Home > Uncategorized > The deadly sin of statistical reification

## The deadly sin of statistical reification

from Lars Syll People sometimes speak as if random variables “behave” in a certain way, as if they have a life of their own. Thus “X is normally distributed”, “W follows a gamma”, “The underlying distribution behind y is binomial”, and so on. To behave is to act, to be caused, to react. Somehow, it is thought, these distributions are causes. This is the Deadly Sin of Reification, perhaps caused by the beauty of the mathematics where, due to some mental abstraction, the equations undergo biogenesis. The behavior of these “random” creatures is expressed in language about “distributions.” We hear, “Many things are normally (gamma, Weibull, etc. etc.) distributed”, “Height is normally distributed”, “Y is binomial”, “Independent, identically distributed random variables”.

There is no such thing as a “true” distribution in any ontological sense. Examples abound. The temptation here is magical thinking. Strictly and without qualification, to say a thing is “distributed as” is to assume murky causes are at work, pushing variables this way and that knowing they are “part of” some mathematician’s probability distribution.
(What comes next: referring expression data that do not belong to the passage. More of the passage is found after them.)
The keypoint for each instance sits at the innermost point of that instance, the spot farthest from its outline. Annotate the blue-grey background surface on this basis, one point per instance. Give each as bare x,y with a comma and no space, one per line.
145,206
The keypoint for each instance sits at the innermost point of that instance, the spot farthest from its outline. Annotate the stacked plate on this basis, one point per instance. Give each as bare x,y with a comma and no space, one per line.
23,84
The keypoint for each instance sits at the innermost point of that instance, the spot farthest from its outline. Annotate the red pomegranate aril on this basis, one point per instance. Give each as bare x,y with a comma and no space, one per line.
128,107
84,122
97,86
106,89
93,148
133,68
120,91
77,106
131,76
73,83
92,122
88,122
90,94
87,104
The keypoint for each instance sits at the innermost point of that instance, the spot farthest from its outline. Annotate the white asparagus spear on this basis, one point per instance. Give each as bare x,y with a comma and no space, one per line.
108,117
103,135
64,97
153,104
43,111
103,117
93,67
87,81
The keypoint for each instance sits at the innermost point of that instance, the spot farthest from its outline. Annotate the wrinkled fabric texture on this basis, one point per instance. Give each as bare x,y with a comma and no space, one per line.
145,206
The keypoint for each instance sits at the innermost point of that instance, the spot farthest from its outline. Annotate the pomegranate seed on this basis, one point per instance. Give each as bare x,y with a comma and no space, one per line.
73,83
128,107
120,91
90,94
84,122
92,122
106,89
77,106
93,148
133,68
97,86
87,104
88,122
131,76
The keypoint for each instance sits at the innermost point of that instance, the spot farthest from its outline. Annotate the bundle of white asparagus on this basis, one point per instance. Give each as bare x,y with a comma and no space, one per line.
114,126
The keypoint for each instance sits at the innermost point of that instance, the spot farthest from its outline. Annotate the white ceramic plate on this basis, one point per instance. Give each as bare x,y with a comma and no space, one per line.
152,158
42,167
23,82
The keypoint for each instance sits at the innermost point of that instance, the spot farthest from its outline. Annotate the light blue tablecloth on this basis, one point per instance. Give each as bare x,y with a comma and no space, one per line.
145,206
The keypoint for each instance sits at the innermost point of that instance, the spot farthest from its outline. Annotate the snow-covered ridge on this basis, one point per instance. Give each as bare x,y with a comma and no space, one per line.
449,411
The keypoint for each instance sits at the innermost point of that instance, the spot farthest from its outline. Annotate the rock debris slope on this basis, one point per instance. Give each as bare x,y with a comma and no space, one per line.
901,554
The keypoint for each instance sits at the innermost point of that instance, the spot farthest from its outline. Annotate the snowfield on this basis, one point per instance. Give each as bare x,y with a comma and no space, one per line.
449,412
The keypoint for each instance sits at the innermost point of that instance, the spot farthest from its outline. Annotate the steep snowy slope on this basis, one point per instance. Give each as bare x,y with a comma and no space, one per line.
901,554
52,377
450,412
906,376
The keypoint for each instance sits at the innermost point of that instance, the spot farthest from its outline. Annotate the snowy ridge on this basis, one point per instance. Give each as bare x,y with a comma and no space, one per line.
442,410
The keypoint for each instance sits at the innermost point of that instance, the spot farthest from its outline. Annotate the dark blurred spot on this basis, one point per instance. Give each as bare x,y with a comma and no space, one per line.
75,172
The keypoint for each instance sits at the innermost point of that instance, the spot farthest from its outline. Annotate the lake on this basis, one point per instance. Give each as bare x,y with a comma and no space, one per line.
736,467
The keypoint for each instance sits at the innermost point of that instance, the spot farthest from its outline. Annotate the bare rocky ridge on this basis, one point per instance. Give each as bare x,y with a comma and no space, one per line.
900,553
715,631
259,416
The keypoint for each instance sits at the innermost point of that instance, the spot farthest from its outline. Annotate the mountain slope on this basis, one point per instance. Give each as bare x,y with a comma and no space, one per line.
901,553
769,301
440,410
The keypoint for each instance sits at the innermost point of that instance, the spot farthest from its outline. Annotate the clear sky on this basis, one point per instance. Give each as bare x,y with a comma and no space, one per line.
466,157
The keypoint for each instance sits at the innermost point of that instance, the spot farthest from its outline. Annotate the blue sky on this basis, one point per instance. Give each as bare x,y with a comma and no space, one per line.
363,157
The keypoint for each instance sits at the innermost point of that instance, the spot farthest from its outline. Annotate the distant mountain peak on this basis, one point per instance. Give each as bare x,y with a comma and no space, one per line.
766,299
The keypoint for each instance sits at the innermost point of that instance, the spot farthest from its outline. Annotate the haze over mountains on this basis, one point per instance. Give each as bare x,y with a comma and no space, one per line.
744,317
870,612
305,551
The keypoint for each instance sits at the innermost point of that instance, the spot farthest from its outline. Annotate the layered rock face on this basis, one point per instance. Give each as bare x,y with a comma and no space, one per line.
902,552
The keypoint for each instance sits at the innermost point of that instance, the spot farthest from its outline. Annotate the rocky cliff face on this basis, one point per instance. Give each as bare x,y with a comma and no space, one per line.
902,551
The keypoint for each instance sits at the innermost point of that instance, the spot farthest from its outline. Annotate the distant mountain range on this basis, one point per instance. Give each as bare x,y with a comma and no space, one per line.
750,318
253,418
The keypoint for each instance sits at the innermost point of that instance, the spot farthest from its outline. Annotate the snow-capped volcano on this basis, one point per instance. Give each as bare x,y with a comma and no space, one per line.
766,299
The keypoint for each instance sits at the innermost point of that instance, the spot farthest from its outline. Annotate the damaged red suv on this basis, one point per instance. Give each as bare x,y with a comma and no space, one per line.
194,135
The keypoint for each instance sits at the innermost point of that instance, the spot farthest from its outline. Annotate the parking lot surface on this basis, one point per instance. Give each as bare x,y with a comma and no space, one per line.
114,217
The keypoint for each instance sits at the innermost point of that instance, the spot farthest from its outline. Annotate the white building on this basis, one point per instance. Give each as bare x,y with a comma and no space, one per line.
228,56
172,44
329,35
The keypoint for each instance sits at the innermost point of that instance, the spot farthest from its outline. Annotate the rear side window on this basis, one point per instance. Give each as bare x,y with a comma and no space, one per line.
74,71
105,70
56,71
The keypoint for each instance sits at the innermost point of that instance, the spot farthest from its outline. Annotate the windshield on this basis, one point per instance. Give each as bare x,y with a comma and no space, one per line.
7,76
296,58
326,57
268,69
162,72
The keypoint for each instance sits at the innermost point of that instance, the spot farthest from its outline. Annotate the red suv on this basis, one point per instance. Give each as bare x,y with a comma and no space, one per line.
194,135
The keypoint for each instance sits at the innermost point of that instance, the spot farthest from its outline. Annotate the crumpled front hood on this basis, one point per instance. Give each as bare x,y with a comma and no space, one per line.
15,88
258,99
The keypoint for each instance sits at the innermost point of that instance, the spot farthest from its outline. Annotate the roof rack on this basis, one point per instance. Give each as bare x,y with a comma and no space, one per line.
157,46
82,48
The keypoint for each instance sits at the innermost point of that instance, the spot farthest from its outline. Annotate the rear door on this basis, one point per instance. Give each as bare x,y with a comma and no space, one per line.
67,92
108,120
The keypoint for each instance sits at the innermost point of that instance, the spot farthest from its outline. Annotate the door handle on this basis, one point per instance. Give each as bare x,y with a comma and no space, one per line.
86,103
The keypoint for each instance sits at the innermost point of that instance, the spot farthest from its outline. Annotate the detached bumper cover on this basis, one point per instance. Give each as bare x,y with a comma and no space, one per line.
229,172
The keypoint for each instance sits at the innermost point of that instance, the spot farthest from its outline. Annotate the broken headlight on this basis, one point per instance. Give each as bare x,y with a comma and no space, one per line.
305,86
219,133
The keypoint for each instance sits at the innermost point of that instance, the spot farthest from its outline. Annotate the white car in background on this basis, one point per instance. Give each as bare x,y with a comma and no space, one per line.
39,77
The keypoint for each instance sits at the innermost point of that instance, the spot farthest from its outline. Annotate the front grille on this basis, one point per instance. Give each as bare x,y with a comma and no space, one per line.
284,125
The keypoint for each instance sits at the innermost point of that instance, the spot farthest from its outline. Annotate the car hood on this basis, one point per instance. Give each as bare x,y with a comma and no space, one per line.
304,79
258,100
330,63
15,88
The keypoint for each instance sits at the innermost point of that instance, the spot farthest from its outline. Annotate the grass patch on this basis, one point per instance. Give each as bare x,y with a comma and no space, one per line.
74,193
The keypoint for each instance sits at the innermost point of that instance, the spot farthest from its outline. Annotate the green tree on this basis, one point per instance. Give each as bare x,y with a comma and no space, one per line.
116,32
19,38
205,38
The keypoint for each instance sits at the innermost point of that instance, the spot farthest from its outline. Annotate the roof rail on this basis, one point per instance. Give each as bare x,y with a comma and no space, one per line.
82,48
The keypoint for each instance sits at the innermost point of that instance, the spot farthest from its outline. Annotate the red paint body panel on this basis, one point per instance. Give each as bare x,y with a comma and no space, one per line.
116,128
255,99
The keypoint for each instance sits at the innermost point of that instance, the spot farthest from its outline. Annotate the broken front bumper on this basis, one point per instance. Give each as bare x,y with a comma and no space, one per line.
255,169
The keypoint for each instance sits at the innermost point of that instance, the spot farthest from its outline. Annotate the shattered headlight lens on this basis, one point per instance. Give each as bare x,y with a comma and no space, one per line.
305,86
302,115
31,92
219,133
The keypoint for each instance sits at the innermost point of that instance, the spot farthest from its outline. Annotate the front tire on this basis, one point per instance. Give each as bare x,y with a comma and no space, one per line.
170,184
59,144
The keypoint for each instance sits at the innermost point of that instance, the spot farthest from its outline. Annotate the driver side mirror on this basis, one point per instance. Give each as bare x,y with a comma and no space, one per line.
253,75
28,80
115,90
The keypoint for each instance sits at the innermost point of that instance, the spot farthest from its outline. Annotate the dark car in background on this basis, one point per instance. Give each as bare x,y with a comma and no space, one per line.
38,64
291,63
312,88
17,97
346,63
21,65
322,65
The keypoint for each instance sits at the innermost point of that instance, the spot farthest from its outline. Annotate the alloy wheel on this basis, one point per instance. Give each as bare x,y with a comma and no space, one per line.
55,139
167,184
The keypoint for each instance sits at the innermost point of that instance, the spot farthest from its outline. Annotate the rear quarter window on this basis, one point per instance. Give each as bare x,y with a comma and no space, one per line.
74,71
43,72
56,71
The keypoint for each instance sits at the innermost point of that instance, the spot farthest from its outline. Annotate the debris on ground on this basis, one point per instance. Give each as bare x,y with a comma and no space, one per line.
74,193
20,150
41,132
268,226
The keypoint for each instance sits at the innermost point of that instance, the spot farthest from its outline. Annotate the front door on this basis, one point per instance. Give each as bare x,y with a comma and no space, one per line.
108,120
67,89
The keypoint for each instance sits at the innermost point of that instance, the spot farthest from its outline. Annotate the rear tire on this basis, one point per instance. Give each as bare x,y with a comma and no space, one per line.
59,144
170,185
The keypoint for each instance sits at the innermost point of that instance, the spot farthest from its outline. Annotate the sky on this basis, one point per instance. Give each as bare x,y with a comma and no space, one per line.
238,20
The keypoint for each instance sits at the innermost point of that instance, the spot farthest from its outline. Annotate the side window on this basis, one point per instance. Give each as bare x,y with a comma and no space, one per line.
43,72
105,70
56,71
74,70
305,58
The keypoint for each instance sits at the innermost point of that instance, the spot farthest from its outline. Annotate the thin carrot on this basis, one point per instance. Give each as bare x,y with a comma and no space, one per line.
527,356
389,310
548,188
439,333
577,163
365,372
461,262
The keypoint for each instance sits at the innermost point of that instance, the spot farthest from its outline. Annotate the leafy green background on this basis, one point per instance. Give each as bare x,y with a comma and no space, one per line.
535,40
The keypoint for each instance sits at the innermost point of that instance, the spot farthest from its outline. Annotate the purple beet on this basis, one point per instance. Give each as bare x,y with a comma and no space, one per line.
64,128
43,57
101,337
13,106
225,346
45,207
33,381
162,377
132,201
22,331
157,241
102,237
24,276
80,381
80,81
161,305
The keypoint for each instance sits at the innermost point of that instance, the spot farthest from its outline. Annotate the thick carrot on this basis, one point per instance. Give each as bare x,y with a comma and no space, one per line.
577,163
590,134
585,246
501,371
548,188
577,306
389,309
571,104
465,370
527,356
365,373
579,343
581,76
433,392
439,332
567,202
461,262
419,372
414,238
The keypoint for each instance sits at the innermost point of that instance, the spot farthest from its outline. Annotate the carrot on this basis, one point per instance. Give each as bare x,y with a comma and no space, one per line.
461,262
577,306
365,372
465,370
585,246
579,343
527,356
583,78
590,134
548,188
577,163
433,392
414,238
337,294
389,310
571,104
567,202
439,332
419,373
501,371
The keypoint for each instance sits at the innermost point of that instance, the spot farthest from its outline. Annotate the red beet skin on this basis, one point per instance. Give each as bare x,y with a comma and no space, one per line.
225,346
To say a thing “has” a distribution is false. The only thing we are privileged to say is things like this: “Give this-and-such set of premises, the probability X takes this value equals that”, where “that” is calculated via a probability implied by the premises … Probability is a matter of ascribable or quantifiable uncertainty, a logical relation between accepted premises and some specified proposition, and nothing more.

William Briggs

In econometrics one often gets the feeling that many of its practitioners think of it as a kind of automatic inferential machine: input data and out comes casual knowledge. Like pulling a rabbit from a hat. Great — but first you have to put the rabbit in the hat. And this is where assumptions about distributions and probabilities come into the picture.

The assumption of imaginary “super populations” is one of the many dubious assumptions used in modern econometrics.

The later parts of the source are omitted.